I'm very interested in tablets, for personal use, with the following caveats;

 

- must hit my price point (was $500, now $300)

- must excel at the tasks I envision it doing; PIM, web surfing, note taking (w/ external keyboard), maps & directions, Skyping or other VOIP

- must be a 10 incher, the 7s are too small both in display and the "touchboard"

- must have very long battery life, 8+ hours

- must have USB2, though I probably won't buy until they have USB3 (yes, I know there are power & heat issues; HW guys need to man the F up)

- must have a Skype app* or equivalent

- must have an affordable data plan

- must have at least 1280x800 resolution

 

- want the ability to safely jailbreak the OS, in case I want to fart around with different OSes (I'm queasy about a box on which I can't have a dual-boot or hypervisor config)
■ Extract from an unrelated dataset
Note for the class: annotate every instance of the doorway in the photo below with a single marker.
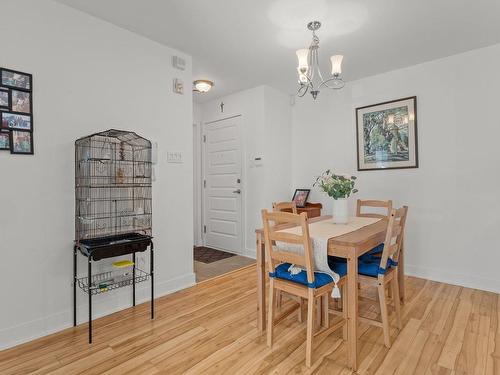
(222, 187)
(221, 241)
- want something rugged (though a low enough price point resolves that issue, as would a thin but impact-tolerant sleeve)

- want something that diffentiates me from the latte-sipping conformist fellow traveller crowd

- want a base OS that gives me control and customizability

 

Notice that my needs and wants are contradictory; consumer appliance pricing, high performance, and full customizability. Probably not gonna happen.

 

 

* Now that Skype has been bought out, along with the financial aspect I will wait for the VOIP landscape to reconverge before shopping...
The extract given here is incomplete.